The Supreme Court seemed poised Monday to expand the President’s power to fire the heads of many regulatory agencies, even as one pivotal justice expressed a desire to insulate the Federal Reserve from political pressure.
President Trump argues presidential control will make agencies like the Federal Trade Commission, the Consumer Product Safety Commission and the Federal Election Commission more accountable to voters who elect presidents.
“The real-world consequences here are human beings exercising enormous governmental authority with a great deal of control over individuals and small and large businesses who ultimately do not answer to the president,” Solicitor General John Sauer told the justices during nearly two and a half hours of oral arguments. “That’s a power vacuum.”
A lawyer for Rebecca Kelly Slaughter, a FTC commissioner fired by Trump, argued that independent agencies have been part of the nation’s governing structure since 1790 as a reason why they should remain in place as they are.
But the court seemed more sympathetic to the Trump administration’s position.
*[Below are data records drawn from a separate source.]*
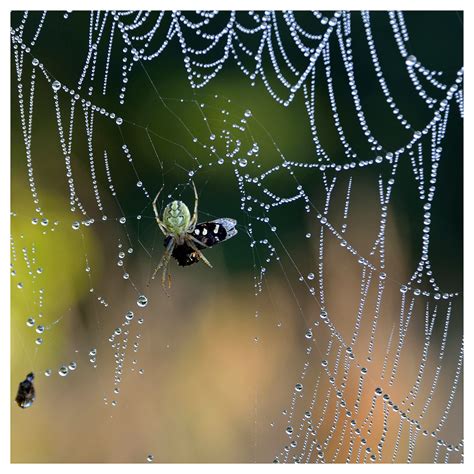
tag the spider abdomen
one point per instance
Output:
(176, 217)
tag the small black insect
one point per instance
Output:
(26, 392)
(208, 234)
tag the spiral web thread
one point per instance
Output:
(324, 421)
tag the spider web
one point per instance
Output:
(341, 327)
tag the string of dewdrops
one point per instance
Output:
(305, 442)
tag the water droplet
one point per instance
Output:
(142, 301)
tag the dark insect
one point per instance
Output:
(208, 234)
(26, 392)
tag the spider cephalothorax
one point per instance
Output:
(184, 238)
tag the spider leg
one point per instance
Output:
(193, 222)
(204, 259)
(164, 262)
(161, 225)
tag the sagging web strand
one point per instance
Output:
(324, 433)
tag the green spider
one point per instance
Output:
(185, 238)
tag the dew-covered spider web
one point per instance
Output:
(329, 330)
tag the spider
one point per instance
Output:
(185, 238)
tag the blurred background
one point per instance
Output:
(207, 373)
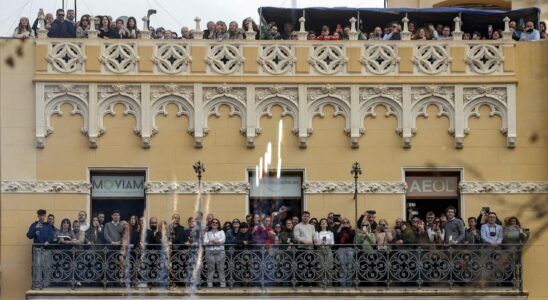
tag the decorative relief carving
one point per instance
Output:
(389, 97)
(392, 93)
(311, 187)
(316, 93)
(226, 91)
(66, 57)
(328, 59)
(191, 187)
(131, 91)
(57, 95)
(497, 93)
(184, 91)
(180, 95)
(493, 97)
(172, 58)
(286, 98)
(119, 58)
(127, 95)
(380, 59)
(71, 187)
(432, 59)
(503, 187)
(440, 96)
(276, 59)
(233, 97)
(444, 92)
(224, 59)
(276, 91)
(338, 187)
(484, 59)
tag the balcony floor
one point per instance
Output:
(280, 293)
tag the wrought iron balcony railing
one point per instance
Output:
(259, 267)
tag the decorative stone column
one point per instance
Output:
(303, 35)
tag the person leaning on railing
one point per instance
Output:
(491, 232)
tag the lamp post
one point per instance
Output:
(199, 169)
(356, 171)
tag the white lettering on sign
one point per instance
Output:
(118, 186)
(422, 186)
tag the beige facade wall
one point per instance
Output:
(67, 156)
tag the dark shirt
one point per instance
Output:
(62, 29)
(40, 235)
(153, 240)
(345, 237)
(360, 223)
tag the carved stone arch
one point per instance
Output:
(184, 107)
(237, 107)
(445, 108)
(497, 107)
(131, 106)
(316, 107)
(393, 108)
(290, 107)
(79, 106)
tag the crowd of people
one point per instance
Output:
(277, 231)
(122, 28)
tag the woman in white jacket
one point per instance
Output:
(214, 240)
(23, 30)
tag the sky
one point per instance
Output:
(172, 14)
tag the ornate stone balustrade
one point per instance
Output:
(250, 102)
(180, 58)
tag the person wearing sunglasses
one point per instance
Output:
(214, 240)
(62, 28)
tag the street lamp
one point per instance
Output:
(356, 171)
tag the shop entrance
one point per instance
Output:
(431, 191)
(123, 191)
(269, 193)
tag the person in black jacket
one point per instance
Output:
(105, 30)
(62, 28)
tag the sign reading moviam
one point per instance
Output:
(118, 186)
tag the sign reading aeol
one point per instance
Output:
(272, 187)
(118, 186)
(432, 187)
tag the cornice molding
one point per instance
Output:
(241, 187)
(503, 187)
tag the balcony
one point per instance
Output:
(416, 269)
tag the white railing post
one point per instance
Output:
(198, 33)
(353, 34)
(145, 33)
(405, 34)
(507, 34)
(457, 33)
(302, 32)
(42, 31)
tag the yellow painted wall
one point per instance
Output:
(328, 157)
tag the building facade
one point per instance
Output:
(101, 124)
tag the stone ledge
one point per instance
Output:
(300, 293)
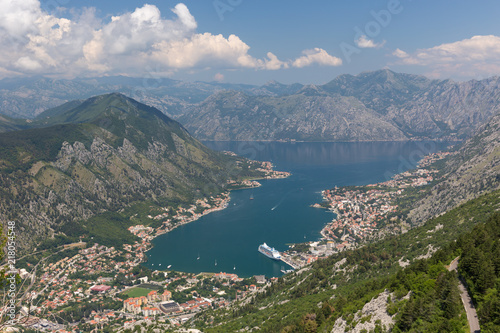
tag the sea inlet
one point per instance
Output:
(279, 212)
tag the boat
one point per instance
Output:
(269, 252)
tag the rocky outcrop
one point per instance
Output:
(472, 172)
(373, 106)
(53, 179)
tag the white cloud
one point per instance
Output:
(316, 56)
(34, 41)
(363, 42)
(219, 77)
(473, 57)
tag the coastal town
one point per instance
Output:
(110, 287)
(360, 210)
(105, 286)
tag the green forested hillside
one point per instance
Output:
(423, 296)
(105, 154)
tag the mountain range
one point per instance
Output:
(102, 156)
(380, 105)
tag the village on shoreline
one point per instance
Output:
(117, 291)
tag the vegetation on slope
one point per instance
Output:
(350, 279)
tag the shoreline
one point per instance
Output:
(224, 198)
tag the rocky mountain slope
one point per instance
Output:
(380, 105)
(103, 154)
(28, 97)
(475, 170)
(237, 116)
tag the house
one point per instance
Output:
(165, 297)
(260, 279)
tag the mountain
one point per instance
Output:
(404, 282)
(473, 171)
(231, 115)
(381, 105)
(28, 97)
(98, 156)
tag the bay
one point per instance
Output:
(279, 213)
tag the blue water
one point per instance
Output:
(280, 213)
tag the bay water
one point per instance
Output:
(279, 212)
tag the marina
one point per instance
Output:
(280, 212)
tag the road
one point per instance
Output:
(467, 301)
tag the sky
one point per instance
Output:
(249, 41)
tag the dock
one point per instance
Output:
(289, 262)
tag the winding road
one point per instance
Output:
(467, 301)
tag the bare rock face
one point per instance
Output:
(375, 310)
(472, 172)
(372, 106)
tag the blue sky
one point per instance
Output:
(245, 41)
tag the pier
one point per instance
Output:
(289, 262)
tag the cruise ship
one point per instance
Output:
(269, 252)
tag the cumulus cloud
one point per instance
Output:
(476, 56)
(219, 77)
(35, 41)
(316, 56)
(363, 42)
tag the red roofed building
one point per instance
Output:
(100, 288)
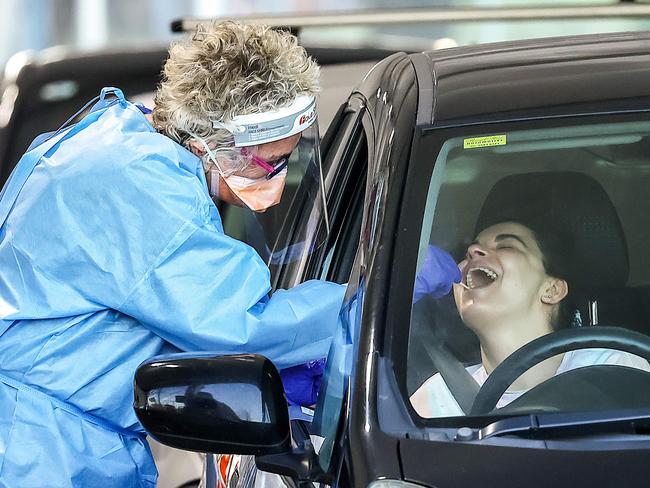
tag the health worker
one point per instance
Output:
(112, 251)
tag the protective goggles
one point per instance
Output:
(271, 167)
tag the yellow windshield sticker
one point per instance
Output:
(487, 141)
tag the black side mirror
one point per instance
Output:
(219, 404)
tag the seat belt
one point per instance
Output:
(461, 384)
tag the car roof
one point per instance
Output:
(561, 75)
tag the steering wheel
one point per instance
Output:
(559, 342)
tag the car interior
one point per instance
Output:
(589, 178)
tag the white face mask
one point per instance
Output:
(257, 194)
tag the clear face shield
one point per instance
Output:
(275, 172)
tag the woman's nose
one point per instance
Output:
(476, 250)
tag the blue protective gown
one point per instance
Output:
(112, 253)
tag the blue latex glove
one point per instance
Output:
(302, 382)
(439, 272)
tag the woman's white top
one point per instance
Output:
(434, 399)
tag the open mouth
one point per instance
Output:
(480, 277)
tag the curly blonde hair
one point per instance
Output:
(225, 70)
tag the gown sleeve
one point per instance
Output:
(209, 292)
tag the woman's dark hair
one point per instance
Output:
(557, 247)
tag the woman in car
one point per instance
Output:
(515, 287)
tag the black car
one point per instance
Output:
(429, 146)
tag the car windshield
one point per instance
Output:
(549, 230)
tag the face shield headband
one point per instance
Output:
(260, 128)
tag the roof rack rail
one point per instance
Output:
(424, 15)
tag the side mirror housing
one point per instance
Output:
(219, 404)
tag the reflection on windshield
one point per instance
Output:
(548, 236)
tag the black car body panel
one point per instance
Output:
(559, 76)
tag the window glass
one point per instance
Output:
(548, 229)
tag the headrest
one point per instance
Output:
(574, 205)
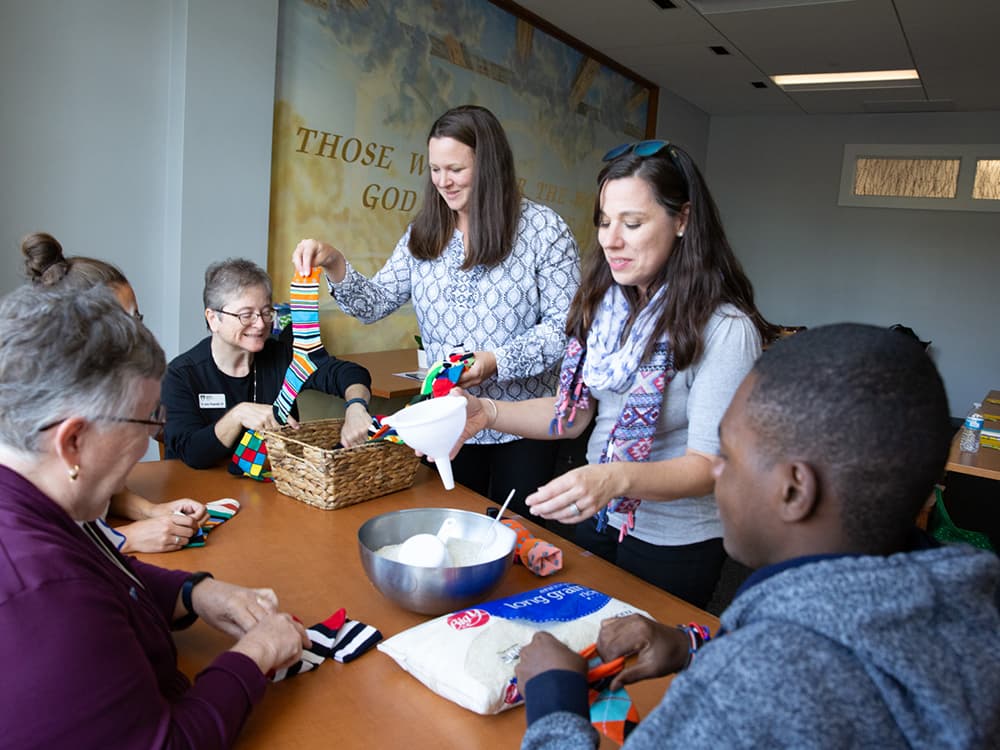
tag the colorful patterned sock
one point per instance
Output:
(250, 457)
(443, 376)
(219, 511)
(439, 381)
(540, 557)
(611, 711)
(343, 639)
(307, 347)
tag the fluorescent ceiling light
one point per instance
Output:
(862, 79)
(711, 7)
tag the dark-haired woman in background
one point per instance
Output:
(663, 329)
(156, 527)
(485, 269)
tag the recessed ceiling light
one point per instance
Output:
(862, 79)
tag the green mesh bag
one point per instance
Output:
(941, 527)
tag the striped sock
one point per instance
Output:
(343, 639)
(219, 511)
(307, 347)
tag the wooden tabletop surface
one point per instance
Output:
(986, 461)
(383, 365)
(310, 558)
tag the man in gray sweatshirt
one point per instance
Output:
(856, 630)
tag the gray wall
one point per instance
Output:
(776, 180)
(139, 133)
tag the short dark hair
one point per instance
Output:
(867, 408)
(494, 201)
(45, 264)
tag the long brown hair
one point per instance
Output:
(494, 201)
(702, 270)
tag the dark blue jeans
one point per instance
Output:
(689, 572)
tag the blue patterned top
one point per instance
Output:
(517, 310)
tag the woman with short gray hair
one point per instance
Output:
(86, 630)
(229, 381)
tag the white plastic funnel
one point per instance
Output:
(432, 427)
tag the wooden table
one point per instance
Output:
(310, 558)
(383, 365)
(986, 462)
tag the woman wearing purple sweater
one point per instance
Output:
(85, 632)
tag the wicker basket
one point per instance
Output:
(306, 467)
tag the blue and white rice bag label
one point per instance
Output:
(558, 602)
(469, 656)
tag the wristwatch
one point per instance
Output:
(186, 588)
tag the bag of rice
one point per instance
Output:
(469, 656)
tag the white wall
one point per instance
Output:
(776, 180)
(680, 122)
(139, 133)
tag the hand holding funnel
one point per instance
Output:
(432, 427)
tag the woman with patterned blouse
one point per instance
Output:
(486, 270)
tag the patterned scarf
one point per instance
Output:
(618, 367)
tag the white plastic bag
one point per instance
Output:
(469, 656)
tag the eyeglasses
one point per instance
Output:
(642, 148)
(248, 317)
(157, 419)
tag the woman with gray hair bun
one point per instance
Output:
(85, 630)
(155, 527)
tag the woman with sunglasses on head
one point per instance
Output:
(227, 383)
(486, 270)
(85, 633)
(156, 527)
(662, 331)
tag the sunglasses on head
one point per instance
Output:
(642, 148)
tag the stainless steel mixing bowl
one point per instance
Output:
(434, 591)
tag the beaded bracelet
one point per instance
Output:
(698, 635)
(496, 413)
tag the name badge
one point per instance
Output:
(212, 400)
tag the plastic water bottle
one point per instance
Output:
(972, 429)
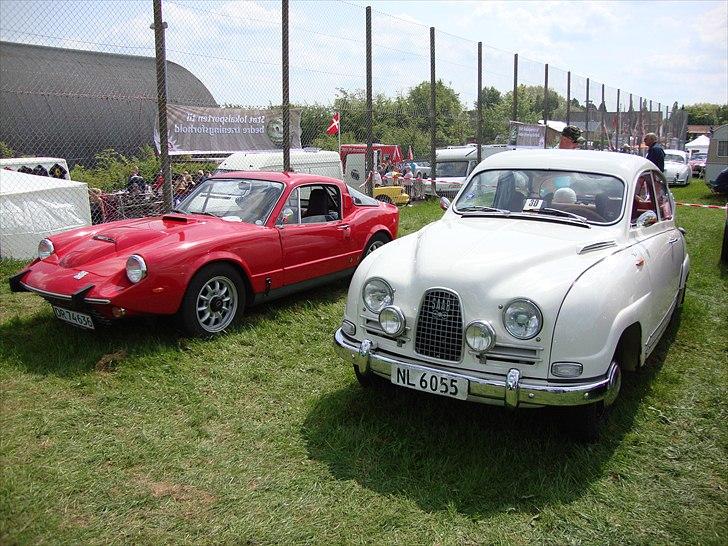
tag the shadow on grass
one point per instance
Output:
(42, 344)
(444, 454)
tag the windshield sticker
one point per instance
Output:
(533, 204)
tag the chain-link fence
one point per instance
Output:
(80, 83)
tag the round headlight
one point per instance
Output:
(522, 319)
(480, 336)
(391, 320)
(136, 268)
(45, 249)
(377, 295)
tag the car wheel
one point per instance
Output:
(374, 243)
(213, 300)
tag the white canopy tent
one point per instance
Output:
(700, 144)
(33, 207)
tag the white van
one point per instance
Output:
(39, 166)
(302, 161)
(455, 163)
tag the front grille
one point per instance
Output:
(440, 326)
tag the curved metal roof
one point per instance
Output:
(73, 104)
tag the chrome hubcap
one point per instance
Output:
(217, 303)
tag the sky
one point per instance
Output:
(666, 51)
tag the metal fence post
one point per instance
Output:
(545, 105)
(161, 61)
(586, 117)
(568, 98)
(479, 137)
(515, 87)
(286, 105)
(433, 158)
(619, 124)
(369, 161)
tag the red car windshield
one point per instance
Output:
(234, 200)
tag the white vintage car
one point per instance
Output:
(551, 273)
(677, 168)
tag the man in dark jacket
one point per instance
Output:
(655, 153)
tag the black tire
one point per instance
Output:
(214, 300)
(378, 240)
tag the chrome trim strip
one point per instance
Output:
(61, 296)
(366, 358)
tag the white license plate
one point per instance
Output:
(434, 383)
(77, 319)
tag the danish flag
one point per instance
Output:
(334, 125)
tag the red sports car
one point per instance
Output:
(238, 239)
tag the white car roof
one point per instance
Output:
(624, 166)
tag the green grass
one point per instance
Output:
(135, 434)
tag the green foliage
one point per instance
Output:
(707, 114)
(6, 151)
(112, 169)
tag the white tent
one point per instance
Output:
(700, 144)
(33, 207)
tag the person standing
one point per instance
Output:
(655, 153)
(571, 138)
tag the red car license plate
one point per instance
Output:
(77, 319)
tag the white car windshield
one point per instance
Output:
(585, 197)
(235, 200)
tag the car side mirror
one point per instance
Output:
(647, 219)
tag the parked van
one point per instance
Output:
(39, 166)
(717, 156)
(455, 163)
(302, 161)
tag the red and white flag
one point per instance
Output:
(334, 125)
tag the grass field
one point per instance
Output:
(135, 434)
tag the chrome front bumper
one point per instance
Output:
(511, 391)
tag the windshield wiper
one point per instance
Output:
(481, 208)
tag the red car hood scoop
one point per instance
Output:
(113, 240)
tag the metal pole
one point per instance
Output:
(619, 124)
(603, 108)
(515, 87)
(568, 98)
(545, 105)
(369, 161)
(659, 121)
(479, 137)
(286, 105)
(433, 158)
(641, 121)
(161, 60)
(586, 117)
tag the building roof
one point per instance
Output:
(73, 104)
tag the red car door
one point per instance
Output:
(314, 238)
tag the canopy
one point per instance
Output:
(700, 144)
(33, 207)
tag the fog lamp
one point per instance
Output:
(566, 369)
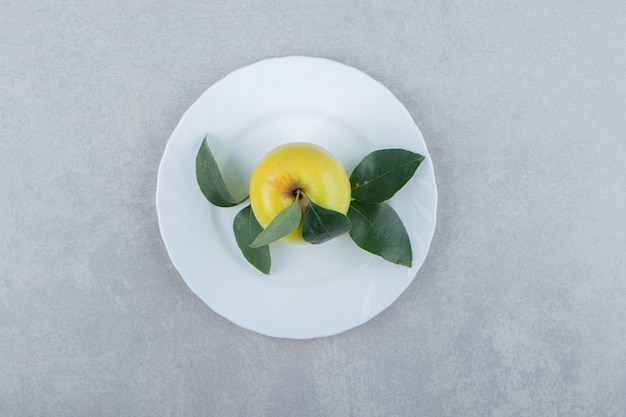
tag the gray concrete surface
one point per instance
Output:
(519, 310)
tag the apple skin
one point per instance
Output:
(298, 166)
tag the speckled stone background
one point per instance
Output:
(519, 310)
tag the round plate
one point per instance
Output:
(313, 290)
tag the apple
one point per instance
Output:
(294, 167)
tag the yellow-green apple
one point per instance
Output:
(294, 167)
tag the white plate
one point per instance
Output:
(312, 291)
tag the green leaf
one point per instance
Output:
(378, 229)
(210, 179)
(382, 173)
(246, 229)
(321, 224)
(284, 223)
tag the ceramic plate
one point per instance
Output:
(312, 291)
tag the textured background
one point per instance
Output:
(519, 310)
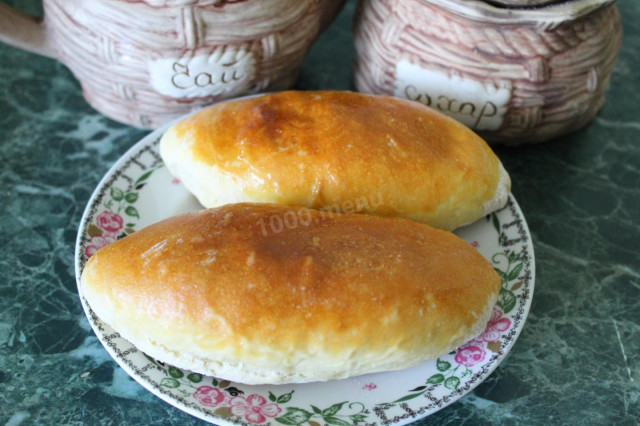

Most seemed to agree that the president should be able to remove leaders from at least some agencies and pushed only on how far that could go.
Trump wants the court to overturn a 1935 decision limiting a president’s ability to remove leaders of multi-member administrative agencies, a decision the court has been chipping away at since 2010.
Under the “unitary executive theory” that conservatives have advanced for years, the Constitution gives presidents complete control over executive functions, which must include the power to remove commission members.
In 1935, however, the Supreme Court said the Federal Trade Commission’s duties were “neither political nor executive, but predominantly quasi-judicial and quasi-legislative.”
The Justice Department argues that even if that was a correct interpretation of the FTC in 1935 − which it disputes − it no longer is. “It was grievously wrong when decided,” Sauer told the justices.
Chief Justice John Roberts called that 1935 decision, Humphrey’s Executor v. United States, a “dried husk of whatever people used to think it was” because it has “nothing to do with what the FTC looks like today.”
Kevin King, a partner at Covington & Burling law firm who focuses on appellate and administrative and constitutional law matters, expects the court to overrule − not just further curtail − Humphrey’s Executor.
That would mean President Trump could remove heads of the FTC and of similar agencies. This could be a monumental decision that allows President Trump to enact his agenda without the roadblocks of people in unelected bureaucracy.